US defence chiefs have defended the military response to last year's deadly attack on a US mission in Libya, vowing to position small, quick reaction forces closer to global crises centres to be better prepared for any future assaults.
Defence Secretary Leon Panetta and Army General Martin Dempsey, the chairman of the Joint Chiefs of Staff, were called to testify in front of Congress on Thursday to explain why the military failed to stop the attack that killed four Americans, including Ambassador Chris Stevens.
The two explained that they moved quickly to deploy commando teams from Spain and Central Europe last September 11, the day of the assault on the US installation in Benghazi, but the first military unit did not arrive until 15 hours after the first two attacks.
"We've asked each of the services to examine their capacity to build additional reaction-like forces, small, rapidly deployable forces."

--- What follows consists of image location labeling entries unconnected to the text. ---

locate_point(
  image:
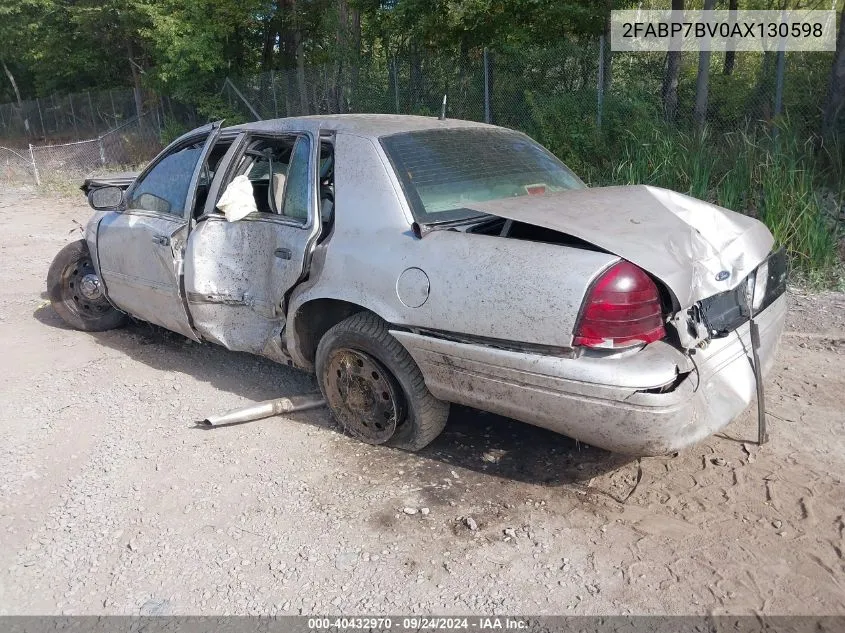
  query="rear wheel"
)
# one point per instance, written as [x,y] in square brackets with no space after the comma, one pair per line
[76,291]
[373,387]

- Army General Martin Dempsey
"Time, distance, the lack of an adequate warning, events that moved very quickly on the ground prevented a more immediate response," Panetta said in likely his last appearance before Congress before stepping down as Pentagon chief.
Republicans have accused President Barack Obama's administration of an election-year cover-up of a terrorist attack in the nearly five months since the assault, and they kept up the politically charged onslaught on Thursday.
The military also found itself under attack, with at least one senator accusing the Joint Chiefs chairman of lying.
Quick reaction forces
Faced with repeated questions about where units were during the attack and what they were doing, Dempsey said the military is taking steps to deal with the next crisis.
"We've asked each of the services to examine their capability to build additional reaction-like forces, small, rapidly deployable forces," Dempsey said.
In more than four hours of testimony, Panetta and Dempsey described a military unit faced with not a single attack over several hours, but two separate assaults six hours apart; little real-time intelligence data and units too far away to mobilise quickly.
On the night of the attack, Panetta issued orders for military forces from Spain and Central Europe to deploy to Libya and for another team of special operations forces in the US to prepare to deploy to a staging base in Europe.
The first of those units did not arrive in the region until well after the attack.
Defence officials have repeatedly said that even if the military had been able to get units there a bit faster, there was no way they could have gotten there in time to make any difference in the deaths of the four Americans.
The general said the military was concerned with multiple threats worldwide and, based on time and positioning of forces, "we wouldn't have gotten there in time".
Several committee Republicans pressed Panetta and Dempsey about their discussions with Obama on that day and his level of involvement, suggesting that after the initial conversation the commander in chief was disengaged as Americans died.
Panetta said he and Dempsey were meeting with Obama when they first learned of the Libya assault - he said the president told them to deploy forces as quickly as possible.
Panetta pushed back against Republican criticism that the Obama administration ignored warning signs about the attack. The Pentagon chief insisted there were no signs of or specific intelligence about an imminent attack.
In the six months prior to the assault, the government was apprised of 281 threats to diplomatic missions, consulates and other facilities worldwide, he said.
Panetta is retiring after a Washington career that has stretched across four decades, with years as a California congressman, budget chief, White House chief of staff to President Bill Clinton and CIA director who oversaw the hunt for and killing of Osama bin Laden.